0
votes

I have an RDD that has the signature

org.apache.spark.rdd.RDD[java.io.ByteArrayOutputStream]

In this RDD, each row has its own partition.

This ByteArrayOutputStream is zip output. I am applying some processing on the data in each partition and i want to export the processed data from each partition as a single zip file. What is the best way to export each Row in the final RDD as one file per row on hdfs?

If you are interested in knowing how I ended up with such an Rdd.

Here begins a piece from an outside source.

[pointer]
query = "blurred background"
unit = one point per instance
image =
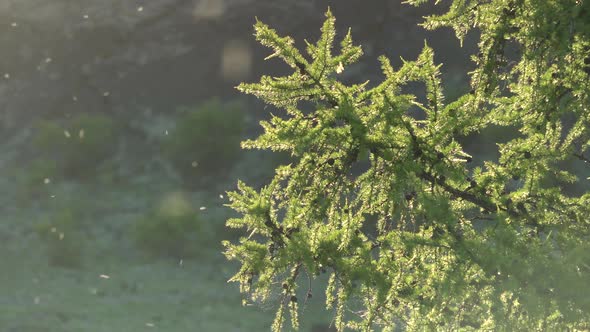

val npyData = transformedTopData.select("tokenIDF", "topLevelId").rdd.repartition(2).mapPartitions(x => {
      val vectors = for {
        row <- x
      } yield {
        row.getAs[Vector](0)
      }
      Seq(ml2npyCSR(vectors.toSeq).zipOut)
    }.iterator)

EDIT: Count works perfectly fine

scala> npyData.count()
res9: Long = 2 
2
Have you tried to count it? I doubt the RDD is gonna work. - Jacek Laskowski
@JacekLaskowski Count works fine. updated the output in question - vumaasha
What is ml2npyCSR.zipOut doing? - Yuval Itzchakov
Right. It will work but when you try to access the "records" of type java.io.ByteArrayOutputStream it may not. - Jacek Laskowski
@YuvalItzchakov it's taking all the records in the partition, creates a csr matrix in npz format. In simple we can assume it is similar to zipping the rows with in each partition - vumaasha

2 Answers

0
votes

Spark has very little support for file system operations. You'll need to Hadoop FileSystem API to create individual files

// This method is needed as Hadoop conf object is not serializable
def createFileStream(pathStr:String) = {
    import org.apache.hadoop.conf.Configuration;
    import org.apache.hadoop.fs.FileSystem;
    import org.apache.hadoop.fs.Path;

    val hadoopconf = new Configuration();
    val fs = FileSystem.get(hadoopconf);
    val outFileStream = fs.create(new Path(pathStr));
    outFileStream
}

// Method writes to individual files. 
// Needs a unique id along with object for output file naming
def writeToFile( x:(Char, Long) ) : Unit = {
    val (dataStream, id) = x
    val output_dir = "/tmp/del_a/"
    val outFileStream = createFileStream(output_dir+id)
    dataStream.writeTo(outFileStream)
    outFileStream.close()
}


// zipWithIndex used for creating unique id for each item in rdd
npyData.zipWithIndex().foreach(writeToFile)

Reference:
Hadoop FileSystem example
ByteArrayOutputStream.writeTo(java.io.OutputStream)

0
votes

I figured out that I should represent my data as PairRDD and implement a custom FileOutputFormat. I looked in to the implementation of SequenceFileOutputFormat for inspiration and managed to write my own version based on that.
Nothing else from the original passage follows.